Il titolo, Donnaregina, evoca un rione di Napoli ma anche una figura femminile sacrale, simbolo di maternità e dominio, presenza costante e assenza dolorosa. È un nome che racchiude il doppio asse del romanzo: città e madre, regina e donna, sacro e profano.


 

La critica ha accolto l’opera con entusiasmo. Jonathan Bazzi lo ha definito «un romanzo libero, folle, poetico», mentre Roberto Saviano ha parlato di «orrore, sangue, e forse salvezza». Federica De Paolis lo ha letto come un’opera «furiosa, umanissima, in stato di grazia». L’intensità del racconto, unita alla capacità della Ciabatti di non emettere mai un giudizio definitivo, ha colpito anche il Corriere della Sera, che ha visto nel romanzo «una promessa mantenuta».

Ma forse la reazione più interessante è quella di Misso stesso, il protagonista.

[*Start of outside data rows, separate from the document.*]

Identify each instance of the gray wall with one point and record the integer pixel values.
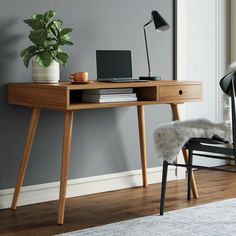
(104, 141)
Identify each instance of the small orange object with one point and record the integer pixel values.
(79, 77)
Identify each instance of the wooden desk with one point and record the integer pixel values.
(66, 97)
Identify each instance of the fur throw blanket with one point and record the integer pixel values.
(171, 137)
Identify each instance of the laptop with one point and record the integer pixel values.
(115, 66)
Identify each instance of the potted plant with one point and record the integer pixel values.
(47, 36)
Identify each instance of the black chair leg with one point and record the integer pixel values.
(190, 162)
(163, 186)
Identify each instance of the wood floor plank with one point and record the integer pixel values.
(103, 208)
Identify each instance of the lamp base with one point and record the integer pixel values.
(150, 78)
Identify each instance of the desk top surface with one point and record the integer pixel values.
(99, 85)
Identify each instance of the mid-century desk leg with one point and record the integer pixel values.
(32, 127)
(175, 112)
(68, 124)
(142, 140)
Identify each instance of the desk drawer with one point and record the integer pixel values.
(180, 92)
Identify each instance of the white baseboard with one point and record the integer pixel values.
(84, 186)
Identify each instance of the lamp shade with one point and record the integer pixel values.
(159, 22)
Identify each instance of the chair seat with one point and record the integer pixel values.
(210, 145)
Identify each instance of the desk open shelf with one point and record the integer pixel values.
(67, 96)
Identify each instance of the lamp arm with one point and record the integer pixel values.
(145, 37)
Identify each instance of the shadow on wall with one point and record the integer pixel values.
(9, 52)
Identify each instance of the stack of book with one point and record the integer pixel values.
(109, 95)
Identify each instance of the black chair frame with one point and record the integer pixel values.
(228, 86)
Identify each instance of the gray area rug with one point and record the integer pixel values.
(218, 218)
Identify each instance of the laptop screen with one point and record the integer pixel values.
(112, 64)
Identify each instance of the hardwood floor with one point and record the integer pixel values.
(104, 208)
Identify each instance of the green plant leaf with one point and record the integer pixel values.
(34, 24)
(29, 49)
(37, 17)
(66, 31)
(65, 37)
(56, 46)
(48, 15)
(38, 36)
(66, 42)
(58, 24)
(61, 58)
(27, 58)
(44, 58)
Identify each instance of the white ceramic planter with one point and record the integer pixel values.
(50, 74)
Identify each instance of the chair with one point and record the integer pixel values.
(208, 146)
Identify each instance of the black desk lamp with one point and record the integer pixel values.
(160, 25)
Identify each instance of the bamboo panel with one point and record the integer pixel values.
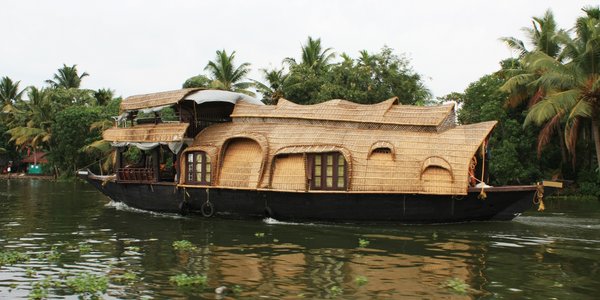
(436, 180)
(162, 132)
(155, 99)
(413, 152)
(289, 173)
(341, 110)
(242, 163)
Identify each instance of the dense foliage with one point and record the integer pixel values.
(546, 102)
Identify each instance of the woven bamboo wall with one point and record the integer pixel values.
(155, 99)
(289, 173)
(162, 132)
(402, 173)
(383, 113)
(436, 180)
(241, 166)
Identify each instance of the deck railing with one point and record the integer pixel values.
(136, 174)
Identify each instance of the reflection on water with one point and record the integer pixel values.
(539, 255)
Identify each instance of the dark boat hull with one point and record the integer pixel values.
(502, 203)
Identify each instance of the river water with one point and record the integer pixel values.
(66, 229)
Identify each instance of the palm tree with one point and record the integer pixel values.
(226, 76)
(37, 114)
(274, 90)
(523, 83)
(9, 95)
(67, 77)
(103, 96)
(9, 91)
(544, 36)
(314, 56)
(101, 148)
(572, 81)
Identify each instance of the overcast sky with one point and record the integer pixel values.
(137, 47)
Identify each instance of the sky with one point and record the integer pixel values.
(138, 47)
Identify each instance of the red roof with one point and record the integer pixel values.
(38, 157)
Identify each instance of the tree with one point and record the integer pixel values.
(9, 91)
(274, 90)
(198, 81)
(226, 76)
(314, 56)
(9, 95)
(369, 79)
(523, 83)
(71, 133)
(572, 82)
(67, 77)
(513, 158)
(103, 96)
(32, 120)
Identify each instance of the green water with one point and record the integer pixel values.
(67, 229)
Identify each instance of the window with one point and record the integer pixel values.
(329, 171)
(382, 150)
(198, 168)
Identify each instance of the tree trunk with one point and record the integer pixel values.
(596, 137)
(563, 147)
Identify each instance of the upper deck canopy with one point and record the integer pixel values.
(157, 101)
(384, 113)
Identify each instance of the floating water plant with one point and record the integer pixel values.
(38, 292)
(12, 257)
(335, 291)
(362, 243)
(85, 248)
(53, 255)
(361, 280)
(134, 248)
(127, 277)
(184, 245)
(30, 273)
(183, 280)
(86, 283)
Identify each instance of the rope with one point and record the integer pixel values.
(482, 194)
(538, 197)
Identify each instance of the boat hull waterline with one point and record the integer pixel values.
(501, 203)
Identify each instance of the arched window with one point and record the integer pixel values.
(198, 168)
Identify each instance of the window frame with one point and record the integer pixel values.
(319, 182)
(192, 172)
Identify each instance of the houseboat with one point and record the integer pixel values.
(228, 155)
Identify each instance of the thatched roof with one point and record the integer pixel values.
(386, 113)
(155, 99)
(162, 132)
(422, 162)
(197, 95)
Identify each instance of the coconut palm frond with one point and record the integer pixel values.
(547, 132)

Pur avendo firmato la liberatoria, non ha ancora letto il libro. «Ha questo senso sacro della letteratura» spiega Ciabatti «non voleva interferire con la mia immaginazione». In un gesto paradossale di fiducia, l’uomo che ha ucciso decine di volte sceglie di lasciarsi raccontare, senza sapere come.
Donnaregina è un libro disturbante, perché mette in discussione le nostre certezze morali. Non assolve, non condanna, ma pone domande. È questo il suo merito più alto: mostrare l’umano là dove sembrava impossibile trovarlo.